Archiv vom März 2006

Die Welt der namenlosen Dinge

Daniela Rossi:
Die Welt der namenlosen Dinge
Antje Kunstmann Verlag, 2006
ISBN 3-88897-407-0
€ 14,90

Viele Bücher wurden schon geschrieben über außergewöhnliche Menschen, die durch ihr Stehvermögen berühmt geworden sind. Sei es, daß sie in schweren Zeiten oder sogar trotz Verfolgung zu ihrem Glauben standen, sei es, daß sie gegen alle Vernunft bei ihren Überzeugungen blieben. Eindrucksvoll - aber irgendwie ziemlich weit weg!

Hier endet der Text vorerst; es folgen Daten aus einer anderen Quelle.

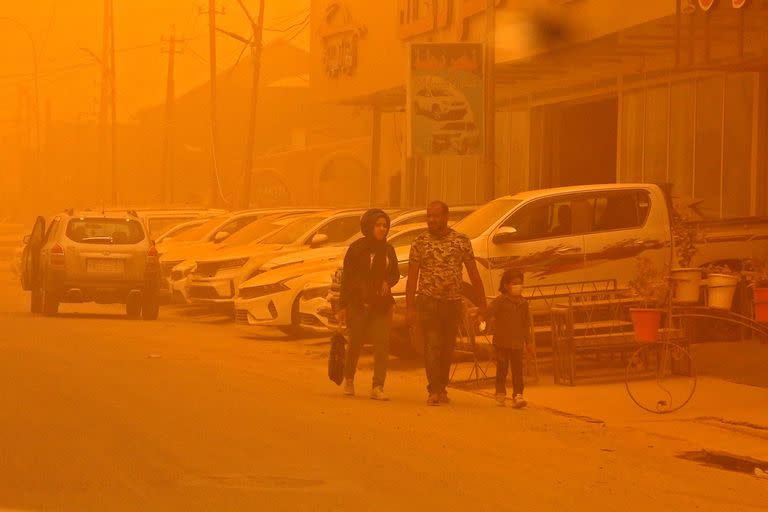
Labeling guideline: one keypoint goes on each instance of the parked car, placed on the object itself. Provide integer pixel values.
(456, 136)
(440, 102)
(399, 220)
(176, 265)
(160, 220)
(273, 298)
(573, 238)
(179, 230)
(91, 257)
(216, 279)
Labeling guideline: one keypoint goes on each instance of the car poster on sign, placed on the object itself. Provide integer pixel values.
(445, 98)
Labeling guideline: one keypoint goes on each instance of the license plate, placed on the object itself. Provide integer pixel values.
(103, 265)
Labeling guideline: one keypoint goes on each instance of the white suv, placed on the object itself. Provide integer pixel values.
(105, 258)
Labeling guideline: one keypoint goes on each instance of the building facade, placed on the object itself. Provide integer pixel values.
(586, 91)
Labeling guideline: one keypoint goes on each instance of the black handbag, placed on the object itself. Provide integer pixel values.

Doch gibt es nicht auch Menschen wie uns, wie Sie und mich, die in ïhrem “ganz normalen” Leben konsequent zu etwas stehen und dafür Anerkennung verdienen? Vielleicht kennen Sie ja so jemanden persönlich - in Büchern kommen diese Menschen allerdings eher selten vor!

Deshalb möchte ich Ihnen hier keine Biografie eines dieser beeindruckenden moralischen Giganten vorstellen, sondern die Geschichte einer Mutter und ihres taub geborenen Sohnes, die gerade in diesen Tagen erschienen ist.

Lesen Sie, wie diese engagierte und streitbare Frau sich gegen die sogenannten Experten durchsetzt, wie sie Wege sucht, ihrem Sohn ein “normales Leben” zu ermöglichen. Anfeindungen, Einsamkeit, auch eine Ehekrise sind der Preis, den sie in Kauf nimmt. Aber sie läßt sich trotz aller Zweifel nicht davon abbringen, im Interesse ihres Kindes diesen Weg zu gehen.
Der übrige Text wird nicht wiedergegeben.